StudentIn der Bildenden Kunst sein heißt sich ausprobieren d.h. Ideen auch zu verwerfen, noch nicht in Perfektion zu produzieren, aber vor allem den eigenen Weg und die individuelle Ausdrucksform finden. Bei wirklich guten KünsterInnen ist diese Entwicklung nie zu Ende und an Orten wie diesen wird der Grundstein für die weitere Karriere gelegt oder manchmal leider auch Träume beerdigt.
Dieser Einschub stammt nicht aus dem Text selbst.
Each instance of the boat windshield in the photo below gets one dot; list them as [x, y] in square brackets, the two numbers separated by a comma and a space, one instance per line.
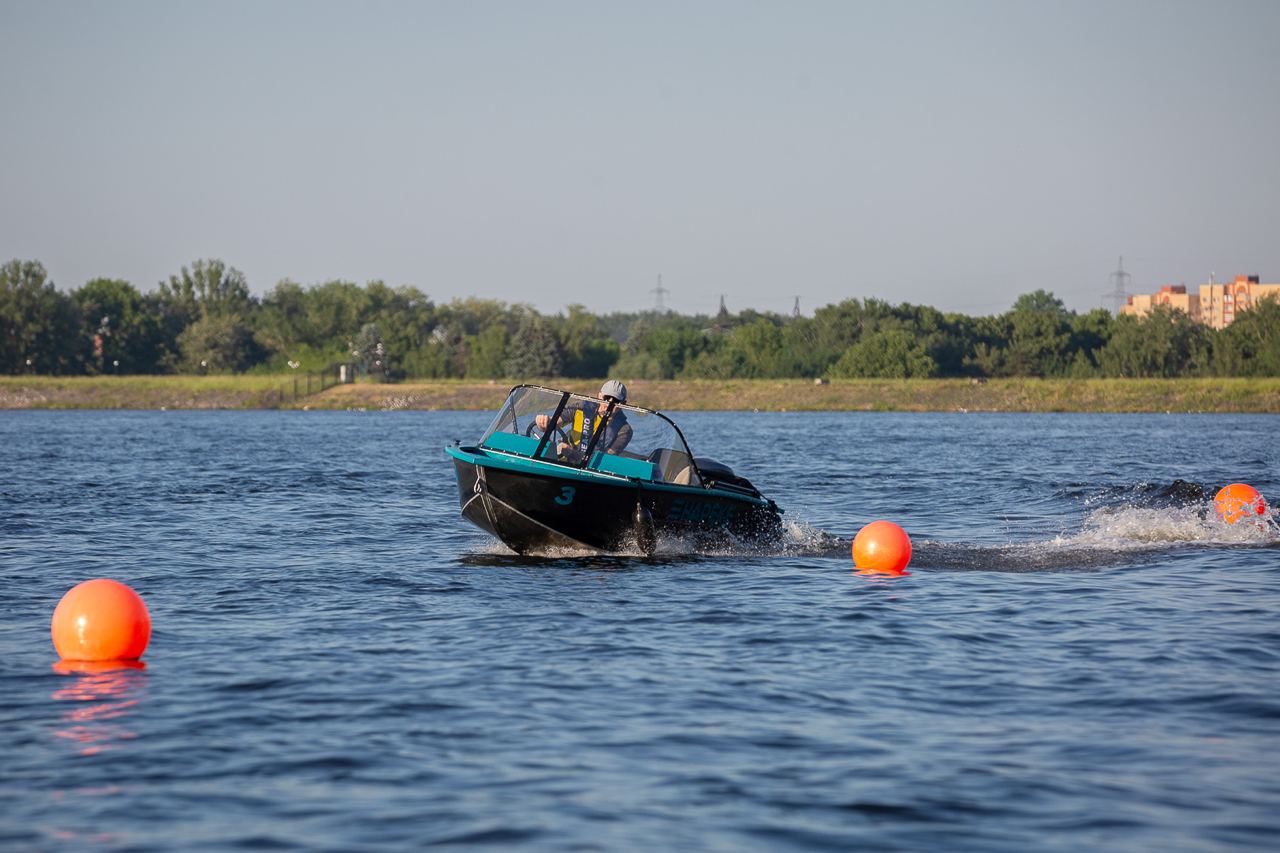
[632, 442]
Die Werke werden in dem beeindruckenden Gegensatz zwischen zeitgenössischer Kunst und dem historischen Ambiente des Baus und der Umgebung präsentiert: immer mal wieder spähen die Löwen des Siegestores durch ein Fenster oder eine herrschaftliche Treppe erinnert an die königlichen Bauherren und das herrschaftliche Kunstverständnis des frühen 19. Jahrhunderts. Um so cooler kommt da die Jahresausstellung daher: nicht im Frack und Reifrock, sondern mit Flipflops und dem obligatorischen Studenten-Bierflaschl wird hier flaniert. Doch die Lockerheit täuscht auch. Das Publikum ist zwar bunt, aber erlesen: hier sucht der ein oder andere Galerist nach neuen Stars, Journalisten ebenso und ziemlich sicher auch einige Sammler und Kuratoren sollten sich hier zumindest blicken lassen um noch als hip und nah an der Szene zu gelten. So wird, wie bei jeder normalen Ausstellungseröffnung auch, dann leise murmelnd auf der Treppe vor dem Haupteingang gefachsimpelt und halt auch gern a bisserl gelästert.
Vor allem für die StudentInnen am Ende der Ausbildung ist die Jahresausstellung ein letztes Atemholen vor der Schau ihrer Abschlussarbeiten im kommenden Frühling und schließlich dem harten Leben als freischaffende/r KünstlerIn. Die Qualität und das Niveau mancher Werke ist beeindruckend und macht definitiv Lust auf mehr. Und auch für nicht so kunstaffine BetrachterInnen lässt sich hier viel entdecken und erleben – morgen letzte Chance: hingehen.